In order to do an efficient lexicographic sort on the array Words, I am currently using a rather poor self-designed version of the Bitonic Sort.
Right now, there is high inefficiency in sorting the elements as these are some of the key steps i’m following at the moment:
There are two kernels - one doing the Even sort and the other an Odd sort
Launch the kernel with an aim of letting each thread handle two words in the Words array.
Once launched, the thread makes a global read for ptr[2*threadId] and ptr[2*threadId + 1]. There’s a lot of scattered reads in doing this.
Once the ptr[] elements have been read, call the respective characters of words pointed by them and do character-by-character comparison.
This too involves a lot of non-coalesced global reads.
Once the words’ respective positions are decided after making the character-wise comparison, each thread reflects the changes back into the ptr[] array. Again, lots of scattered writes.
Repeat this procedure till all elements are sorted.
Typically, these two kernels , Odd-sort and Even-sort are launched around (WIDTH_WORD x 10^4) = 10^6.
And this is taking a LOT of time to compute. The CPU, in fact, is able to do better. It’s taking at least half-an-hour to churn the data, at the moment :">
Any suggestions for a design-improvement?
PS: I’ve read Satish et al.'s paper on the efficient Radix Sort method. But, the thing is, I simply am not able to port my current design to their algorithm as I foresee similar scattered global-memory reads if done. Moreover, their algo. deals with things at the bit-level, which, quite frankly, is hard for me to code right now.

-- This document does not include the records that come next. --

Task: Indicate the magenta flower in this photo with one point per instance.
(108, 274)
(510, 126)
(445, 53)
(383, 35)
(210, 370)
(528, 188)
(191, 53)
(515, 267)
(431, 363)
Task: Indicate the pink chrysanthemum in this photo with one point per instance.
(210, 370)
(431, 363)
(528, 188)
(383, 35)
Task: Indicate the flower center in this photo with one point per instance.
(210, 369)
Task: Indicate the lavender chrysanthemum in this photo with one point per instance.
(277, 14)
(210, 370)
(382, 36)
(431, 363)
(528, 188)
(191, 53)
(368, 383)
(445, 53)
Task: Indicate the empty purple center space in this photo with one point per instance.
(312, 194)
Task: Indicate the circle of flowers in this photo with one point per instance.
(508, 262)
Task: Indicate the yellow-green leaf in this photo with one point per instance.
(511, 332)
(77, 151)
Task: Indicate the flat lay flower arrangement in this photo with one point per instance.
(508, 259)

No, sadly a Quadro 3700 is a compute 1.1 device, which means the penalty for uncoalesced reads is large. Assuming you could run on a GTX 4xx or Tesla C2050/2070 (which are compute 2.0 devices), you would not need to do anything special to benefit from the cache.
No, sadly a Quadro 3700 is a compute 1.1 device, which means the penalty for uncoalesced reads is large. Assuming you could run on a GTX 4xx or Tesla C2050/2070 (which are compute 2.0 devices), you would not need to do anything special to benefit from the cache.
Could you store the words in a large 1D texture (of type uchar) maybe? Then you get the benefits of the texture cache.
You’d have to store X offsets in the texture then instead of pointers to the actual word locations.
Are you currently swapping the words in memory, or just swapping the pointers to them?
Could you store the words in a large 1D texture (of type uchar) maybe? Then you get the benefits of the texture cache.
You’d have to store X offsets in the texture then instead of pointers to the actual word locations.
Are you currently swapping the words in memory, or just swapping the pointers to them?